Food inflation presently stands at 7.36% with the cost of commodities in the category rising by 1.3% from last month according to the Kenya National Bureau of Statistics (KNBS).
In the month, the Food and Non-Alcoholic Drinks’ Index increased by 1.3% due to an increase in prices of cooking oil, white bread, and cabbages by 10.4%, 6.6%, and 3.4 %, respectively, among other food items.
There was a surge of 1.1% in the Transport Index, mainly driven by a 4.9% and 0.2% increase in pump prices of diesel and petrol, respectively.
Consequently, a 0.3% increase was witnessed in Housing, Water and Electricity, Gas and Other Fuels’ Index, mainly attributed to a 4.2% and 3.2% increase in the cost of kerosene and electricity, respectively.
The Central Bank of Kenya (CBK) maintains inflation will remain within a range rate of 5% for most of the year.
“We expect overall prices to remain anchored and within the target band of 2.5 to 7.5%,” CBK Governor Patrick Njoroge told a news conference on Thursday.

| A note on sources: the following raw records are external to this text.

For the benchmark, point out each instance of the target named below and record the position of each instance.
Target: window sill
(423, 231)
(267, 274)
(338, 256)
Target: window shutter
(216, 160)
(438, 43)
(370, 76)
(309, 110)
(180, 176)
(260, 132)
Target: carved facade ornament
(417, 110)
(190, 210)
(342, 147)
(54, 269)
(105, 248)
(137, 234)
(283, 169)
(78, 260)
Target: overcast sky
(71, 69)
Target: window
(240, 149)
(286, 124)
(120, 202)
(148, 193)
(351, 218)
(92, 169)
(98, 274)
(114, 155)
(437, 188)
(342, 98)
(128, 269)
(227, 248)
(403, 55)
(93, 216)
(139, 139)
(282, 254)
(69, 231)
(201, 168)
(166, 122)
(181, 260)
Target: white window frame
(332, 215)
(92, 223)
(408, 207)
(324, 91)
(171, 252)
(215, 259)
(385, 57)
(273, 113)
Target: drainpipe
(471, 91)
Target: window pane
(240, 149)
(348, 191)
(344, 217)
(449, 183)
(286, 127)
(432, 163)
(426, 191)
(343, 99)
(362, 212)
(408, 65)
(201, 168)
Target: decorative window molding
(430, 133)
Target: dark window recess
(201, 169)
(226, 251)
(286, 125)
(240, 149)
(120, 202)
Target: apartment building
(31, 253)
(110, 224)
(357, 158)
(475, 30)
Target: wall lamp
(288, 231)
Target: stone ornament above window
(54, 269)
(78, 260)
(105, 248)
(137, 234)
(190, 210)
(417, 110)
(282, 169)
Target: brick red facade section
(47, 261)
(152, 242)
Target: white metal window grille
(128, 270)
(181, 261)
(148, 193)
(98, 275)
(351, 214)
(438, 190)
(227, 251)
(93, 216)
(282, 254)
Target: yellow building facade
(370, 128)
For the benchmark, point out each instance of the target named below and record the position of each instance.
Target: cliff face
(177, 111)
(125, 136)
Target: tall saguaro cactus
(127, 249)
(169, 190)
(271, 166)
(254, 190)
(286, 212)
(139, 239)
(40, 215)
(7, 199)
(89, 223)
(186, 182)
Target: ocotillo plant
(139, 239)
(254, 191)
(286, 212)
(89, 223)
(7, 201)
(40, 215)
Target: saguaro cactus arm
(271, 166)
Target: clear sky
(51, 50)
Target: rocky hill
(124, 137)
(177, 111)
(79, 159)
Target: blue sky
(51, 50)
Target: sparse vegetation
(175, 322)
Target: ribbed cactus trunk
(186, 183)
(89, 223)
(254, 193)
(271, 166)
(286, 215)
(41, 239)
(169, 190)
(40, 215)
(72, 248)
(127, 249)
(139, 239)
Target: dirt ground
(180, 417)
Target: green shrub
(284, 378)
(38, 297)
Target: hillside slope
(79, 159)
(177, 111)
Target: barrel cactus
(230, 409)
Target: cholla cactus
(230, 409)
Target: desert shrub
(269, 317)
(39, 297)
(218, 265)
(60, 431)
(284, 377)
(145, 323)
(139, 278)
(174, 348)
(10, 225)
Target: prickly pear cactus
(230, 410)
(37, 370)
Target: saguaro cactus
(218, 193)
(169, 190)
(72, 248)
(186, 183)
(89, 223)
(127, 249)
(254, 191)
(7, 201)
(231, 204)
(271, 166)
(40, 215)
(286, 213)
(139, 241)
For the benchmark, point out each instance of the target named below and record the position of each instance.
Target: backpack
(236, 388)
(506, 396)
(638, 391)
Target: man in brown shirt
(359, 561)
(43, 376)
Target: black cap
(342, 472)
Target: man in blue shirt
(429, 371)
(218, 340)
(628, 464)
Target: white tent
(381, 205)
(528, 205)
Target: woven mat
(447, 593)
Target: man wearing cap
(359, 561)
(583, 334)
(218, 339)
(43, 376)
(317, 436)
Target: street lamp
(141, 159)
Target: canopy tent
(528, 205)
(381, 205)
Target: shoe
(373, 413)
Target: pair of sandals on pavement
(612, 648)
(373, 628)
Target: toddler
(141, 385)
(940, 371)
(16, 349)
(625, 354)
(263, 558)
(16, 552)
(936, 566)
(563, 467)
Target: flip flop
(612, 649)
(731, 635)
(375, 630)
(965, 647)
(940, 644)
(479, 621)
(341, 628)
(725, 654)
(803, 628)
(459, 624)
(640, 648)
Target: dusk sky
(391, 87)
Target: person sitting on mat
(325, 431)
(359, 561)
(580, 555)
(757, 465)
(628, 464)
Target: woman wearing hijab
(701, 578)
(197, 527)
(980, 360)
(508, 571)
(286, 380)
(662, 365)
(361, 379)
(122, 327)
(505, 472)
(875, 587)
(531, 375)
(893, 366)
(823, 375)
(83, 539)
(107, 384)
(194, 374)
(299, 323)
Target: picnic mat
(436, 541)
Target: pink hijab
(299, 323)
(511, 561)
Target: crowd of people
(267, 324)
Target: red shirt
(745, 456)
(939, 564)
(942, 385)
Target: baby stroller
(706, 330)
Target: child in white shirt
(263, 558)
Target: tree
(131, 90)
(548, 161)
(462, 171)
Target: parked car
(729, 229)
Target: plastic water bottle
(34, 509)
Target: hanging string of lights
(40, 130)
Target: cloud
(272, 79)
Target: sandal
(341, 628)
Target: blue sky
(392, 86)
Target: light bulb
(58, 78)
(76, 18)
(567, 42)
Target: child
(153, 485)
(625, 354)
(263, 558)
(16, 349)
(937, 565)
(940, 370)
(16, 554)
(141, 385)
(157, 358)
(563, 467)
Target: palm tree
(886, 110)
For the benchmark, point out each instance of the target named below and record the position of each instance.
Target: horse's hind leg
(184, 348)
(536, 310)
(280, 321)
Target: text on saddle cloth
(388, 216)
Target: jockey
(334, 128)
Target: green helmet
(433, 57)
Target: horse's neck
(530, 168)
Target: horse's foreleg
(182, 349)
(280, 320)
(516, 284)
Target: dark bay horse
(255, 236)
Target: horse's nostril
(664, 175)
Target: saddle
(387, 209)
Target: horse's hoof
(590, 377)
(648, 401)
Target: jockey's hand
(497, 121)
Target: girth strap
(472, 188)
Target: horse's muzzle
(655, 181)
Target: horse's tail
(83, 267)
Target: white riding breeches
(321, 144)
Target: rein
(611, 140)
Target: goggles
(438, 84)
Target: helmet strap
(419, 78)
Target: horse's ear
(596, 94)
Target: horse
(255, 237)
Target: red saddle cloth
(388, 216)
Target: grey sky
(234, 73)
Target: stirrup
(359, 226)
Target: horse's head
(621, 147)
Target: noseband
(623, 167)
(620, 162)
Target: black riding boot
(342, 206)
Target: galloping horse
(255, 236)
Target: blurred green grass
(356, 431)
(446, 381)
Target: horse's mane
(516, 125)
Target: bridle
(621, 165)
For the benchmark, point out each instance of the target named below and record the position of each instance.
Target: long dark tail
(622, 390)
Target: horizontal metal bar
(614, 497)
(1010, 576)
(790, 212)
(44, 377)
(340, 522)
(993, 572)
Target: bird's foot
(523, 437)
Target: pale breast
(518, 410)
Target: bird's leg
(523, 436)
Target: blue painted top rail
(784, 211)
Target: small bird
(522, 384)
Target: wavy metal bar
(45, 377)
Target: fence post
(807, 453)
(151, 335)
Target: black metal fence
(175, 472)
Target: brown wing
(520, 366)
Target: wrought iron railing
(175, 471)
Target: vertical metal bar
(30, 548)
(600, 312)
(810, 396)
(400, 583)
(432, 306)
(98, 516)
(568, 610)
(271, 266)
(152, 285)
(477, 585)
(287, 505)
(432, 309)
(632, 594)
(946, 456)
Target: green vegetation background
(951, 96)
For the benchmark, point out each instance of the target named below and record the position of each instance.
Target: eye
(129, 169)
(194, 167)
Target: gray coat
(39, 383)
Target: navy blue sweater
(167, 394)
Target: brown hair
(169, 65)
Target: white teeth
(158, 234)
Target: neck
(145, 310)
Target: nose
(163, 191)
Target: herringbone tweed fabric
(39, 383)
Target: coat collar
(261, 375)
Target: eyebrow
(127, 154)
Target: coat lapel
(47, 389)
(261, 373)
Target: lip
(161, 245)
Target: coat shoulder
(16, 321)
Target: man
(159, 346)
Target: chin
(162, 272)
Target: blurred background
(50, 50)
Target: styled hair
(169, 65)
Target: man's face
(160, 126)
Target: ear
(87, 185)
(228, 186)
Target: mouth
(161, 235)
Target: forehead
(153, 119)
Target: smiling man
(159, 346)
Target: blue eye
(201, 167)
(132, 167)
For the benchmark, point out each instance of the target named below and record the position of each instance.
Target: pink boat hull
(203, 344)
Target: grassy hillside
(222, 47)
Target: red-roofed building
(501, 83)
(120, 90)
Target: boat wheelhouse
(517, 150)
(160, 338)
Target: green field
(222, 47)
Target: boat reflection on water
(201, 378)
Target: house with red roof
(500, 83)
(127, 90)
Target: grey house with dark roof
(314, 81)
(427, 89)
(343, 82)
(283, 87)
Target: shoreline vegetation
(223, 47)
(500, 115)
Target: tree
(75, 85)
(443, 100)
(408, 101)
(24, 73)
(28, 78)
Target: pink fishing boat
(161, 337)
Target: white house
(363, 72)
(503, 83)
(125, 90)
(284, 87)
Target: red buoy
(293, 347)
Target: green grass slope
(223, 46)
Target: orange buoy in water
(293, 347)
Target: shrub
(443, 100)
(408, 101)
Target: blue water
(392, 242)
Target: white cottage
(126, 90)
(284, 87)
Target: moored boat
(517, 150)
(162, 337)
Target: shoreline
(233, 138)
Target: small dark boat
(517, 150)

“We forecast stable inflation for 2021 with the average rate for the year remaining well within CBK’s target range (2.5% to 7.5%) but above the 5% midpoint – 5.5% – 6.0% driven by food, housing and electricity as well as the transport indices which account for 63% of the total Consumer Price Index (CPI),” Sterling Capital Research in its Kenya Macroeconomic Review and Outlook 2021.